The purpose of this course is to give an understanding of computational problems in modern biomedical research. We will start with concrete medical questions, develop a formal problem description, setup an algorithmic/statistical model, solve it and subsequently derive real-world answers from within the solved model. The course aims for giving a basic understanding of which problems arise in modern molecular biology and clinical research, and how these problems can be solved with appropriate computational tools. It is a class that needs regular attendance. Precondition for admittance to the exam will be the preparation of exercise sheets as well as the course project.
Expected learning outcome
- Explain and understand the central dogma of molecular biology, central aspects of gene regulation, the basic principle of epigenetic DNA modifications, and specialties w.r.t. bacteria & phage genetics
- Model ontologies for biomedical data dependencies
- Design of systems biology databases
- Explain and implement DNA & amino acid sequence analysis methods (HMMs, scoring matrices, and efficient statistics with them on data structures like suffix arrays)
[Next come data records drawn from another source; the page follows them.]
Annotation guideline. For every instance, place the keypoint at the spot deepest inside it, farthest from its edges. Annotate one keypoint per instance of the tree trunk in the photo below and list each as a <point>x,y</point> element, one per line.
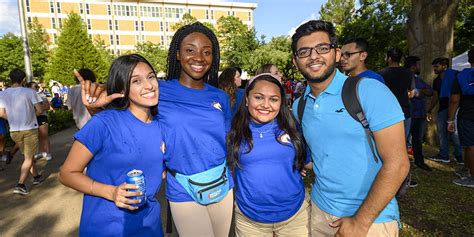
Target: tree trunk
<point>430,35</point>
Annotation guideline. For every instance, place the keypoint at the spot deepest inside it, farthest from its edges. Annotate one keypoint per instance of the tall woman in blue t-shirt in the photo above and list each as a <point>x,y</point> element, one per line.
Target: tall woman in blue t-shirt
<point>194,118</point>
<point>114,142</point>
<point>267,154</point>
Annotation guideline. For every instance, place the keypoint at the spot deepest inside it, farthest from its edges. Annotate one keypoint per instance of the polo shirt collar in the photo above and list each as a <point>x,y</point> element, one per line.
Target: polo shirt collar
<point>334,87</point>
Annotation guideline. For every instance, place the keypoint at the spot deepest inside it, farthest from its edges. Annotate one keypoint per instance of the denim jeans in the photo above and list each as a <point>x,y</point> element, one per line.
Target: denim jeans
<point>444,137</point>
<point>418,126</point>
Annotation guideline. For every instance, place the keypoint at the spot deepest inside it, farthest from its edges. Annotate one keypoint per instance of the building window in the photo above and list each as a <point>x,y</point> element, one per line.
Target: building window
<point>27,5</point>
<point>51,6</point>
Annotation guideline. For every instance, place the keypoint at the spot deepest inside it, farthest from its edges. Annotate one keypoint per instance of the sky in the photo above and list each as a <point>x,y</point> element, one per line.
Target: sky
<point>271,17</point>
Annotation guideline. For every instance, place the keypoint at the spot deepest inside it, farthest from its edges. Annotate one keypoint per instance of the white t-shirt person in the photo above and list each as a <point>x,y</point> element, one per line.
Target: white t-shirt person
<point>19,104</point>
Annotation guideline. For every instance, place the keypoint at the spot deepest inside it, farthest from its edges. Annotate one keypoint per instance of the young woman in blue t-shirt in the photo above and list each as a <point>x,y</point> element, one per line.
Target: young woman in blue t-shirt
<point>267,154</point>
<point>114,142</point>
<point>194,118</point>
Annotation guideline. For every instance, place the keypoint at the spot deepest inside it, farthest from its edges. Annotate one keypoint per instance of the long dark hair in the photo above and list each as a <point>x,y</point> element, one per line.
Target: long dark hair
<point>174,67</point>
<point>240,133</point>
<point>226,83</point>
<point>118,80</point>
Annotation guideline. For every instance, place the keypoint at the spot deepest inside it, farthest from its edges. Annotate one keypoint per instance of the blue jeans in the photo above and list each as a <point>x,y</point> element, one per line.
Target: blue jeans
<point>444,137</point>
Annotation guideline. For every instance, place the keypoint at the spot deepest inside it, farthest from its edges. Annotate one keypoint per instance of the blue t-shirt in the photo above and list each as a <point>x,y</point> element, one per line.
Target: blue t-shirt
<point>447,83</point>
<point>342,160</point>
<point>239,95</point>
<point>120,142</point>
<point>268,188</point>
<point>194,123</point>
<point>371,74</point>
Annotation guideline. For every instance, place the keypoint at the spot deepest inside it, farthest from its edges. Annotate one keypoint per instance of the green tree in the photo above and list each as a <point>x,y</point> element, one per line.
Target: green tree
<point>75,50</point>
<point>188,19</point>
<point>236,40</point>
<point>11,54</point>
<point>278,52</point>
<point>464,27</point>
<point>39,48</point>
<point>156,54</point>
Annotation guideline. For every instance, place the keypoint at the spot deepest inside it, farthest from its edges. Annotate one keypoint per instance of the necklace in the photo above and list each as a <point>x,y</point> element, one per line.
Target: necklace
<point>260,133</point>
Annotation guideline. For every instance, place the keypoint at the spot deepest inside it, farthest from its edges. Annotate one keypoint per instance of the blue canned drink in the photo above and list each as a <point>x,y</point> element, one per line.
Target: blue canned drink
<point>136,177</point>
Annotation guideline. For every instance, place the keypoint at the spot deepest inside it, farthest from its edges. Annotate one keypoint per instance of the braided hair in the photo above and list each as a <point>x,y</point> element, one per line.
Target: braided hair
<point>174,66</point>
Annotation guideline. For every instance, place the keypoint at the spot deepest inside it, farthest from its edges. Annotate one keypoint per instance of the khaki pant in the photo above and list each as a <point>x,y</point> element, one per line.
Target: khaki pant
<point>194,220</point>
<point>295,226</point>
<point>27,141</point>
<point>320,225</point>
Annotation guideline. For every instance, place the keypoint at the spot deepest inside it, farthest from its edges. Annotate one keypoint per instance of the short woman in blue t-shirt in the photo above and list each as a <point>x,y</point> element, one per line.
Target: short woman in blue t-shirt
<point>230,81</point>
<point>114,142</point>
<point>194,117</point>
<point>267,155</point>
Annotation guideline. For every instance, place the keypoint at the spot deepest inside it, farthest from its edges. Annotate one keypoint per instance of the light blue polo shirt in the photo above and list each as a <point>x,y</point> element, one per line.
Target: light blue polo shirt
<point>342,160</point>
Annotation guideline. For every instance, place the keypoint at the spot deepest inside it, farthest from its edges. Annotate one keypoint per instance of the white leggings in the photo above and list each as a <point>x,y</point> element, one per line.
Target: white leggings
<point>194,220</point>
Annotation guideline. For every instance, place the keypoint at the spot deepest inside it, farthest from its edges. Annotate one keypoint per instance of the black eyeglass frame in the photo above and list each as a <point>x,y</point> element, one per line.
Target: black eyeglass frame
<point>315,48</point>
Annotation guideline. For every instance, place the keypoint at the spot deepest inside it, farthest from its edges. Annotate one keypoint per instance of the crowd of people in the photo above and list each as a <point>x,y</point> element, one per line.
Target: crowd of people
<point>227,151</point>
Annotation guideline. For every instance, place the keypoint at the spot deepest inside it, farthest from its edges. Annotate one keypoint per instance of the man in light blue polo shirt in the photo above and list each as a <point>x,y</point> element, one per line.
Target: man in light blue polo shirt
<point>352,195</point>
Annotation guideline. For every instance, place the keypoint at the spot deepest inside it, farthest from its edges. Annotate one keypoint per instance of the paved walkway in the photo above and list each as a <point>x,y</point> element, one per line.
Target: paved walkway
<point>51,209</point>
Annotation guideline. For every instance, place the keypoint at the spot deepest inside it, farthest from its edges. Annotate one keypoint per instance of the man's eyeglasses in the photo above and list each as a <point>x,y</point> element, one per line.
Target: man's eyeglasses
<point>320,49</point>
<point>347,55</point>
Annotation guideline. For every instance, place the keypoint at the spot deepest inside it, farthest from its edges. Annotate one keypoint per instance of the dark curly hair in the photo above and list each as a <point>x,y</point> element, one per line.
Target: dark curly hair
<point>174,67</point>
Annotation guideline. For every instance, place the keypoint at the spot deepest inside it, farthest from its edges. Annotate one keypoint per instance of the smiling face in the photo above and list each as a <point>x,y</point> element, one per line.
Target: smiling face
<point>195,56</point>
<point>264,102</point>
<point>143,88</point>
<point>317,67</point>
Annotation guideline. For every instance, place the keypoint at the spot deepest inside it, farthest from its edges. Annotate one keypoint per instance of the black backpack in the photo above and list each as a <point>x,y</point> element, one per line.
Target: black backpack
<point>350,98</point>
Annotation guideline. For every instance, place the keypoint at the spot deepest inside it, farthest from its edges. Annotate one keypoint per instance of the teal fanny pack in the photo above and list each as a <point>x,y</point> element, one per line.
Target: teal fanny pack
<point>206,187</point>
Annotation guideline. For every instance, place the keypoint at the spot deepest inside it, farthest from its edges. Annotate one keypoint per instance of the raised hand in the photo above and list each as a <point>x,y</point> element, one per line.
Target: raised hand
<point>94,95</point>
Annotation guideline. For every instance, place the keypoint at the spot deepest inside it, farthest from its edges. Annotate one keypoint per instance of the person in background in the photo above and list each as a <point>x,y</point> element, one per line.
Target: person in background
<point>418,111</point>
<point>56,102</point>
<point>230,81</point>
<point>80,113</point>
<point>21,106</point>
<point>44,146</point>
<point>353,56</point>
<point>442,86</point>
<point>462,97</point>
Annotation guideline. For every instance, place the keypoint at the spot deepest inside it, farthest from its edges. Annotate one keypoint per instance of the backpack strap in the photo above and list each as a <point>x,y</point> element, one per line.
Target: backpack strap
<point>300,109</point>
<point>350,98</point>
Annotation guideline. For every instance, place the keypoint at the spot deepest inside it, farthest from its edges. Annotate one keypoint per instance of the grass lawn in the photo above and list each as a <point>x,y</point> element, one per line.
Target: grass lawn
<point>436,207</point>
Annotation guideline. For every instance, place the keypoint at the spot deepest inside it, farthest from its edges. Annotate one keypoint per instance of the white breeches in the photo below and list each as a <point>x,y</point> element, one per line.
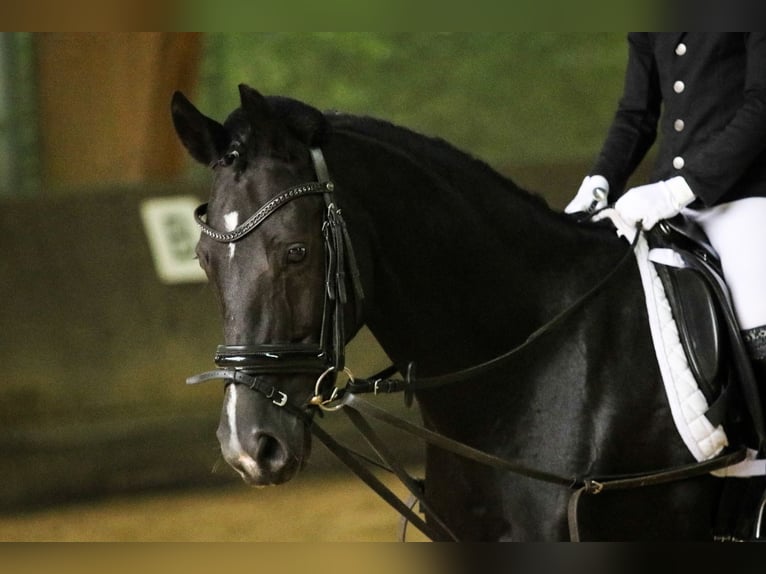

- Explain and implement statistical learning methods on biological networks (network enrichment)
- Explain the specialties of bacterial genetics (the operon prediction trick)
- Explain and implement methods for suffix trees, suffix arrays, and the Burrows-Wheeler transformation
- Explain de novo sequence pattern screening with EM algorithm and entropy models.
- Explain and implement basic methods for supervised and unsupervised data mining, as well as their application to biomedical OMICS data sets
The following main topics are contained in the course:
- Central dogma of molecular genetics, epigenetics, and bacterial and phage genetics
- Design of online databases for molecular biology content (ontologies, and example databases: NCBI, CoryneRegNet, ONDEX)
- DNA and amino acid sequence pattern models (HMMS, scoring matrices, mixed models, efficient statistics with them on big data sets)
- Specialities in bacterial genetics (sequence models and functional models for operons prediction)
- De novo identification of transcription factor binding motifs (recursive expectation maximization, entropy-based models)
- Analysis of next-generation DNA sequencing data sets (memory-aware short sequence read mapping data with Burrows Wheeler transformation and suffix arrays, bi-modal peak calling)
- Visualization of biological networks (graph layouting: small but highly variable graphs vs. huge but rather static graphs)
- Systems biology and statistics on networks (network enrichment with CUSP, jActiveModules and KeyPathwayMiner)
- Basic supervised and unsupervised classification methods for OMICS data analysis
During the course the students have to complete exercise sheets and participate on one large project at the end of the semester. The project will be evaluated with pass/fail and needs to be passed in order to be eligible for the oral exam at the end of the semester.